I also want to touch on what I’ve been calling the grifter ads, from the sports gambling companies to “AI.com,” a company owned by Crypto.com that ran an obnoxious ad campaign telling people to go to its website and reserve a handle, before plugging “ai.com/elon” and “ai.com/sam” at the end. “Who’s Sam?” has been a frequent question among the normal crowd. The company’s purely vibe-coded website crashed immediately after the ad aired, and despite spending $70 million on the domain, it still lacks a favicon. Regardless, the app is a scheme to get users’ email addresses and credit card data; it is advertised as a way to host OpenClaw agents. I signed up for an account and used my Apple Cash card with no balance as a safety measure, and I’m yet to hear anything back. Typical crypto scam. If anything, this is just proof that unpopular con artists are raising way too much money in the Valley.

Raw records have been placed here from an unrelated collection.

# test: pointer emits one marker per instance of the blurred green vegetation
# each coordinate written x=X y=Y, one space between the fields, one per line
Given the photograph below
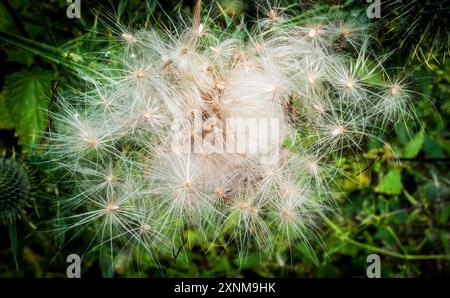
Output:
x=397 y=209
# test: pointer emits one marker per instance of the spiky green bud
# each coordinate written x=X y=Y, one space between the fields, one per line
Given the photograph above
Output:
x=15 y=190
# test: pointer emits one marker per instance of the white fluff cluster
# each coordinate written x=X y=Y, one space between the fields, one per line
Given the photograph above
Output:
x=123 y=139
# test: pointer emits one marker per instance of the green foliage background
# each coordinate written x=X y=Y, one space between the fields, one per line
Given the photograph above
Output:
x=399 y=210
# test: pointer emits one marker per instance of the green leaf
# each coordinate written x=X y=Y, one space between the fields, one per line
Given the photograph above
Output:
x=5 y=118
x=26 y=93
x=5 y=19
x=413 y=147
x=391 y=183
x=12 y=229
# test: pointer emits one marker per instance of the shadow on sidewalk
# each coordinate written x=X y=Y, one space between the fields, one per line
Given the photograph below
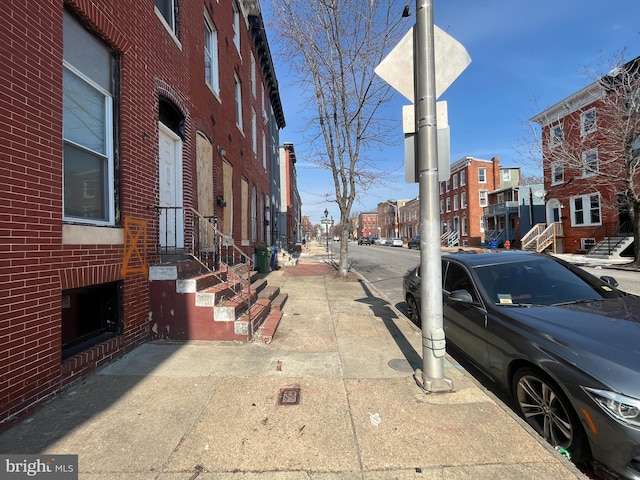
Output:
x=382 y=310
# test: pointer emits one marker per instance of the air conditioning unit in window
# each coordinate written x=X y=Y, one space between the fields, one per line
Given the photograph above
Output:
x=587 y=243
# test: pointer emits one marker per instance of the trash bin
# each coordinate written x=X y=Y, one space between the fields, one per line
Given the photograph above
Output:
x=263 y=254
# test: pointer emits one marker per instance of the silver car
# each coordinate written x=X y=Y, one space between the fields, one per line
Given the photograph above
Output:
x=564 y=344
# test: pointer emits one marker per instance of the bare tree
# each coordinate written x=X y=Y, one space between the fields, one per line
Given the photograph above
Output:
x=609 y=160
x=333 y=46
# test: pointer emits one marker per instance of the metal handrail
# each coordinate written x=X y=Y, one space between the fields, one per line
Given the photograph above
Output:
x=203 y=242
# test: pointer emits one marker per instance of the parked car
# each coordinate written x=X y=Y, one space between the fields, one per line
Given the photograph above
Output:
x=414 y=243
x=561 y=342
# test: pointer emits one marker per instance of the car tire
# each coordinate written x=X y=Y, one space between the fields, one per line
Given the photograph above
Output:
x=413 y=310
x=544 y=406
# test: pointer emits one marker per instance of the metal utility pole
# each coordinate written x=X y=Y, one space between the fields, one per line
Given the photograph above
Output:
x=431 y=378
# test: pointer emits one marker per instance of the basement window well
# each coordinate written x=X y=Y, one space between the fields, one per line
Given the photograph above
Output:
x=90 y=315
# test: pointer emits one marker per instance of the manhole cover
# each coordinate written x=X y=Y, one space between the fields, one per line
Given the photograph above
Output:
x=400 y=365
x=289 y=396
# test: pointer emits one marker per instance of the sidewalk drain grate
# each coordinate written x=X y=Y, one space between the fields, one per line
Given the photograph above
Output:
x=289 y=396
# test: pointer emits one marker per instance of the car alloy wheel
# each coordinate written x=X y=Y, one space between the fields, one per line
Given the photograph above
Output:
x=543 y=406
x=413 y=310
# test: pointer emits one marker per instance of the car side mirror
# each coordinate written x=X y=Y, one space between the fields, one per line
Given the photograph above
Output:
x=461 y=296
x=610 y=280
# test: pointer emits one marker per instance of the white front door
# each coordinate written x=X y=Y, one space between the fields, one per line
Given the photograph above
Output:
x=170 y=185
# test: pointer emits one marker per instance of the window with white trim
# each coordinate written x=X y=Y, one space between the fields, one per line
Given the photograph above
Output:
x=211 y=68
x=588 y=122
x=483 y=197
x=236 y=26
x=556 y=136
x=87 y=127
x=585 y=210
x=590 y=163
x=557 y=172
x=238 y=95
x=253 y=76
x=254 y=131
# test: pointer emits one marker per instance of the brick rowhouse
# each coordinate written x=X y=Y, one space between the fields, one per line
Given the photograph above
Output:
x=69 y=304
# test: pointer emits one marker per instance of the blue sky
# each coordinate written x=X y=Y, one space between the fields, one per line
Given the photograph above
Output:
x=525 y=56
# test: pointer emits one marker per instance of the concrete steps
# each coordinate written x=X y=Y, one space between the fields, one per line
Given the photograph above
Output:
x=187 y=304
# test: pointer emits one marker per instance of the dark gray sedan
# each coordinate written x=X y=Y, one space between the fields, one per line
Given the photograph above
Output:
x=564 y=344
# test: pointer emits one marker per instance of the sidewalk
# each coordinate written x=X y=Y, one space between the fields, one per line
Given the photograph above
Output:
x=332 y=397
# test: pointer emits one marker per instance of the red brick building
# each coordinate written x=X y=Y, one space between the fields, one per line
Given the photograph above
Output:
x=367 y=225
x=463 y=197
x=581 y=146
x=109 y=111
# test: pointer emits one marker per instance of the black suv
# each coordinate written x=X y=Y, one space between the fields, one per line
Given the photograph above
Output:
x=414 y=243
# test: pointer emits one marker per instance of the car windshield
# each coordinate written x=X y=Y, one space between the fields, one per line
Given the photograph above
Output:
x=538 y=281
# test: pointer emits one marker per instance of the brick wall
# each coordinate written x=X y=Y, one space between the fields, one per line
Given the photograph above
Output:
x=36 y=262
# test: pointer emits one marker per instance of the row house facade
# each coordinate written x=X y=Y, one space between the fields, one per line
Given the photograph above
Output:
x=410 y=218
x=582 y=144
x=119 y=120
x=463 y=198
x=389 y=218
x=367 y=225
x=288 y=230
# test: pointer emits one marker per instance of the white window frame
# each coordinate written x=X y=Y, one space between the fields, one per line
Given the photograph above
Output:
x=236 y=26
x=107 y=156
x=483 y=197
x=588 y=122
x=253 y=75
x=590 y=204
x=238 y=99
x=557 y=172
x=590 y=163
x=556 y=136
x=254 y=131
x=211 y=56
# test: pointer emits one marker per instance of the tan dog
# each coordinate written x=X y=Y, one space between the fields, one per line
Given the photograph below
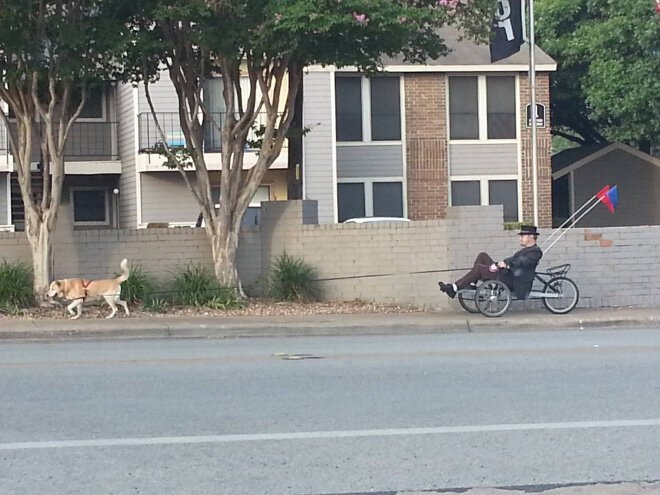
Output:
x=79 y=289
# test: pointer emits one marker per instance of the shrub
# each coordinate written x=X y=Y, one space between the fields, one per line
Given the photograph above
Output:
x=156 y=304
x=15 y=285
x=138 y=287
x=196 y=285
x=291 y=279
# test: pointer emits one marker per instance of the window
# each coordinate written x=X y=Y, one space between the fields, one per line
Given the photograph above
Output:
x=368 y=109
x=93 y=108
x=385 y=109
x=501 y=107
x=487 y=191
x=90 y=206
x=463 y=108
x=482 y=107
x=465 y=193
x=504 y=192
x=349 y=108
x=262 y=194
x=388 y=199
x=369 y=198
x=350 y=199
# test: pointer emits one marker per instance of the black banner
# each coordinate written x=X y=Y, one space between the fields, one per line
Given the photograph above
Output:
x=508 y=30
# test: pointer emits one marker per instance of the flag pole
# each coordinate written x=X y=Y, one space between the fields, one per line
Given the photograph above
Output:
x=545 y=250
x=532 y=90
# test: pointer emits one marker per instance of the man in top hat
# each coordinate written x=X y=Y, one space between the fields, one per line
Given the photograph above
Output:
x=517 y=271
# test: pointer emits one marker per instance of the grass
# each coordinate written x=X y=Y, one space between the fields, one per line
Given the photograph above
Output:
x=196 y=285
x=292 y=279
x=15 y=286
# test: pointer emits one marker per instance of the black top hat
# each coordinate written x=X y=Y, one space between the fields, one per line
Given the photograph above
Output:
x=528 y=230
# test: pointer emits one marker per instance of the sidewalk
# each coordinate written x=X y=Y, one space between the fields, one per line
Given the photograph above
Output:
x=339 y=324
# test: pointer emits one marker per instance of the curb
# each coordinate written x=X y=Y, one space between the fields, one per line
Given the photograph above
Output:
x=319 y=325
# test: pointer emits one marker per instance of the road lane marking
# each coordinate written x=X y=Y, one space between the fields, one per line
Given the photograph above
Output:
x=312 y=435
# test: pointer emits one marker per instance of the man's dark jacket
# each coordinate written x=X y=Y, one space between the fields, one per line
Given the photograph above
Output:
x=522 y=266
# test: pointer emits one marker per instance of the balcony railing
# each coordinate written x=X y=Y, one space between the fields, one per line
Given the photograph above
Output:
x=150 y=139
x=87 y=141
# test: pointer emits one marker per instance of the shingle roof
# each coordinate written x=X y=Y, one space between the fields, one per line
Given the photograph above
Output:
x=467 y=52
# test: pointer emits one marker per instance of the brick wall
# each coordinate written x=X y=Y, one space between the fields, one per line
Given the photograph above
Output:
x=426 y=146
x=544 y=151
x=399 y=263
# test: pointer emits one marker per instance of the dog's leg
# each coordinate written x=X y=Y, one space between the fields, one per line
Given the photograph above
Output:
x=123 y=304
x=111 y=302
x=77 y=305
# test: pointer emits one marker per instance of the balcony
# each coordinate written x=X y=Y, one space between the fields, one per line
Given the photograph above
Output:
x=91 y=148
x=150 y=141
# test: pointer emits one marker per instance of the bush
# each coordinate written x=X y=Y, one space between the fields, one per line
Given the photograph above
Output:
x=291 y=279
x=156 y=304
x=196 y=285
x=15 y=285
x=138 y=287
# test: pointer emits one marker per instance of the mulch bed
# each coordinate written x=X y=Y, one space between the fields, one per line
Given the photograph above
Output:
x=254 y=307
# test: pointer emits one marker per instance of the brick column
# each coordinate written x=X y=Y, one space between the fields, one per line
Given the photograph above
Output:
x=543 y=153
x=426 y=146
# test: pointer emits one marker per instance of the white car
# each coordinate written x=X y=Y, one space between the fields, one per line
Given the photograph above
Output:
x=376 y=220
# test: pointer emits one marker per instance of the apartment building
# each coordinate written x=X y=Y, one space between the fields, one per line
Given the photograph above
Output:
x=409 y=141
x=414 y=139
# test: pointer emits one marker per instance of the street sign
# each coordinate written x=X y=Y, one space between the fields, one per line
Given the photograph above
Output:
x=540 y=115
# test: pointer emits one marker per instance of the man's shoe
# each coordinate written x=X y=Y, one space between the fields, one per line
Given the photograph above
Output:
x=447 y=289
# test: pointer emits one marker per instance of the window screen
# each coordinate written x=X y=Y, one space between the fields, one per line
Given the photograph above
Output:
x=93 y=108
x=463 y=108
x=349 y=108
x=505 y=192
x=89 y=206
x=350 y=199
x=388 y=199
x=385 y=109
x=465 y=193
x=501 y=106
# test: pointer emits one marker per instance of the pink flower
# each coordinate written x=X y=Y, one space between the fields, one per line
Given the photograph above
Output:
x=360 y=18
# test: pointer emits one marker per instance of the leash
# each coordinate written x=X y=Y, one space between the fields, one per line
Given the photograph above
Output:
x=389 y=274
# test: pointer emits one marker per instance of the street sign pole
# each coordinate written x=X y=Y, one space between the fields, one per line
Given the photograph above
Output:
x=532 y=90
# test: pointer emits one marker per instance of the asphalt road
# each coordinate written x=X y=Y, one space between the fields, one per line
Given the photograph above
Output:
x=320 y=415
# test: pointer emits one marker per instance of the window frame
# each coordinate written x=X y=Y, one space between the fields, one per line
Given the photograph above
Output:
x=365 y=87
x=104 y=111
x=369 y=192
x=92 y=223
x=482 y=108
x=484 y=191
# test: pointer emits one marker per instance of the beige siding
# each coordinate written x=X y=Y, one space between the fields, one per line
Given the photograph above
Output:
x=4 y=199
x=126 y=139
x=163 y=96
x=638 y=184
x=483 y=159
x=166 y=198
x=318 y=165
x=369 y=161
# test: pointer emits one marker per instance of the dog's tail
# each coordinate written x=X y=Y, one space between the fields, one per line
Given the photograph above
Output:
x=124 y=271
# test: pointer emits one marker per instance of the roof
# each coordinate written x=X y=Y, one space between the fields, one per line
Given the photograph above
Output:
x=574 y=158
x=465 y=55
x=466 y=52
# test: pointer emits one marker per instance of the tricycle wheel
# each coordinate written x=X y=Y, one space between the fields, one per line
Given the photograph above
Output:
x=466 y=298
x=560 y=295
x=493 y=298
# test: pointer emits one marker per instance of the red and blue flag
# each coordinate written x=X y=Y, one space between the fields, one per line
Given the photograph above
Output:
x=609 y=197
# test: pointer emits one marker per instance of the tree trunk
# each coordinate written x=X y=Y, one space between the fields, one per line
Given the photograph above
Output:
x=40 y=244
x=224 y=244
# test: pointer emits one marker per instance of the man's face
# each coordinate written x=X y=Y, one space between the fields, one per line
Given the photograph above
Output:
x=527 y=240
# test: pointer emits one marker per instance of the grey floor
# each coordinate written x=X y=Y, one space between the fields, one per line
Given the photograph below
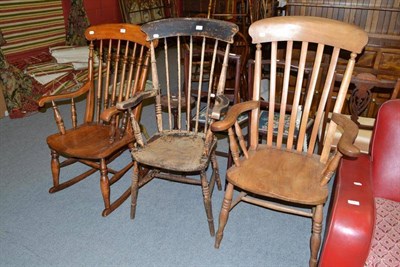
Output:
x=170 y=229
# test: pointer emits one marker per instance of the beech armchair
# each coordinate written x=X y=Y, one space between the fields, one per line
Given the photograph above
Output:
x=363 y=223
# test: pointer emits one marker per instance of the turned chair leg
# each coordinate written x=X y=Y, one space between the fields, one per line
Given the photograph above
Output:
x=224 y=214
x=134 y=189
x=55 y=170
x=216 y=177
x=105 y=187
x=315 y=241
x=207 y=202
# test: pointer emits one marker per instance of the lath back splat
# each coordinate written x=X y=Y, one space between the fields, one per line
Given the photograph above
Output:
x=281 y=171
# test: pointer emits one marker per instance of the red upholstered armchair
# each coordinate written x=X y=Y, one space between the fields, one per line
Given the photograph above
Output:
x=363 y=227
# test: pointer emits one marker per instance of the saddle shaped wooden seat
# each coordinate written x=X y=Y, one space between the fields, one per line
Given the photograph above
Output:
x=187 y=151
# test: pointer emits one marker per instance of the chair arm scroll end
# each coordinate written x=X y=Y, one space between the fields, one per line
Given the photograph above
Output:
x=136 y=99
x=107 y=114
x=233 y=114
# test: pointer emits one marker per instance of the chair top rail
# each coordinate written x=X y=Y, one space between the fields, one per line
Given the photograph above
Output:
x=202 y=27
x=309 y=29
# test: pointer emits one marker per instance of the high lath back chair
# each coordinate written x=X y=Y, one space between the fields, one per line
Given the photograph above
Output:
x=118 y=65
x=279 y=171
x=176 y=154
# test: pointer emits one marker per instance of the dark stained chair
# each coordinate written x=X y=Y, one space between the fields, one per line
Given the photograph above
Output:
x=367 y=94
x=118 y=66
x=279 y=175
x=178 y=154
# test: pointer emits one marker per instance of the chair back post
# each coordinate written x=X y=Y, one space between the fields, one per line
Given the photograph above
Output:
x=118 y=62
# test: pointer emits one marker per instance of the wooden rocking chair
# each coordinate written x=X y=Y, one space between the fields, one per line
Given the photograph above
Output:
x=176 y=154
x=118 y=66
x=280 y=175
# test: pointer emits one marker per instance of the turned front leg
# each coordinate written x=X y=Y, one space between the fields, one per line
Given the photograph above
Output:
x=55 y=170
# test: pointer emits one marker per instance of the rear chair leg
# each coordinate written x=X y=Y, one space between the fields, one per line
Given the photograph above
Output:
x=134 y=189
x=224 y=214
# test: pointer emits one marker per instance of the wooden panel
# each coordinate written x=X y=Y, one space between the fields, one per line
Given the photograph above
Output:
x=377 y=17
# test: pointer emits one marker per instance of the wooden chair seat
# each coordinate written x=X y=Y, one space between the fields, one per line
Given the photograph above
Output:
x=79 y=142
x=280 y=172
x=118 y=61
x=162 y=149
x=278 y=180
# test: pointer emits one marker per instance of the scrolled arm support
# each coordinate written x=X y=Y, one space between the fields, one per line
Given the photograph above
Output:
x=45 y=99
x=350 y=131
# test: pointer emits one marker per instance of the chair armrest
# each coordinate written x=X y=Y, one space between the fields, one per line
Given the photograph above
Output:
x=136 y=99
x=350 y=131
x=351 y=216
x=108 y=113
x=77 y=93
x=220 y=107
x=233 y=114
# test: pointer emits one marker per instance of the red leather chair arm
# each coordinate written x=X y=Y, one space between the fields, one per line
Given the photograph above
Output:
x=351 y=218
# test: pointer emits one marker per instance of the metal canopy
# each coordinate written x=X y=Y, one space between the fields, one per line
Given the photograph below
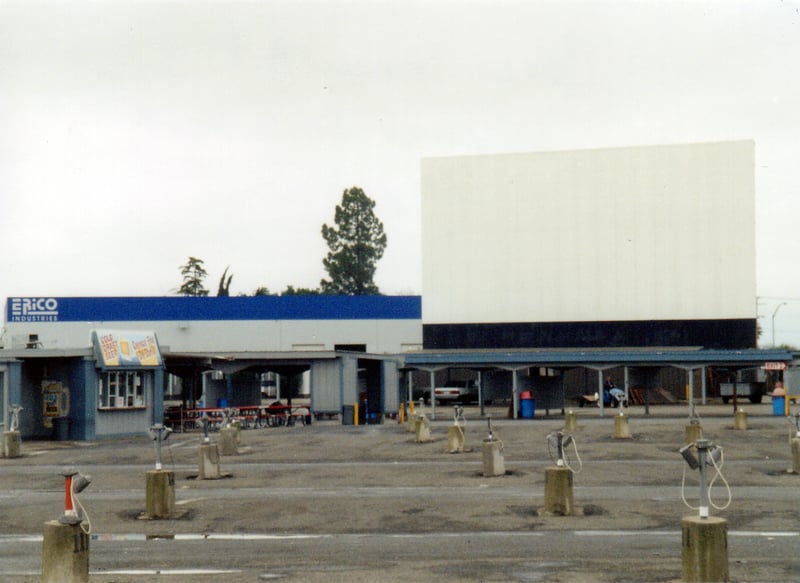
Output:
x=597 y=359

The sports betting companies are also obnoxious and signal a rampant gambling addiction in the United States. Much like the AI industry, they’re entirely unregulated casinos now marketing to the entire country dozens of times during the most-watched telecast of the year. These companies are morally indefensible, much like the gambling and insider-trading markets Polymarket and Kalshi, which were barred from advertising during the game this year. (I predict this rule will be removed next year amidst lobbying efforts from the venture capital-backed and grifter-run firms.) Repugnant ads promoting serial gambling on sports games are objectively bad for society, and it’s unsurprising but equally callous that they haven’t been kicked off the airwaves.
Back to Pulliam-Moore’s point, the AI-generated or AI-augmented ads were also in poor taste. My least-favorite was Dunkin’s, which de-aged a host of famous sitcom actors like Matt LeBlanc and Jennifer Aniston of “Friends” to promote doughnut holes or something. Seriously, what is going on here? I think it would’ve been adorable and amusing to see the real, non-AI-edited actors in a commercial, and that would’ve almost certainly done well. But business executives at top corporations — who are almost all Generation X or Baby Boomers — fail to understand that the use of AI in creative works is loathsome. The Pepsi polar bear ad did much better than Coca-Cola’s because people saw that the Pepsi one was genuine. It might’ve been computer-generated imagery, but it was drawn by a human being. The Coca-Cola ad was pure slop in the way the Pepsi one wasn’t, and people were able to discern that.
If anything, the Super Bowl taught us that corporations are woefully out of touch with everyday Americans. Coinbase’s ad was booed, nobody understood Claude and Codex’s, people don’t even know what Gemini is, “AI.com” is a grift nobody’s ever heard of, and people hate AI in ads. The Super Bowl was a mess of enigmatic corporate AI slop that almost everyone was uninterested in. But if Silicon Valley is to be believed, by next year we’ll have AI agents watching and summarizing the ads for us. What a ridiculous industry.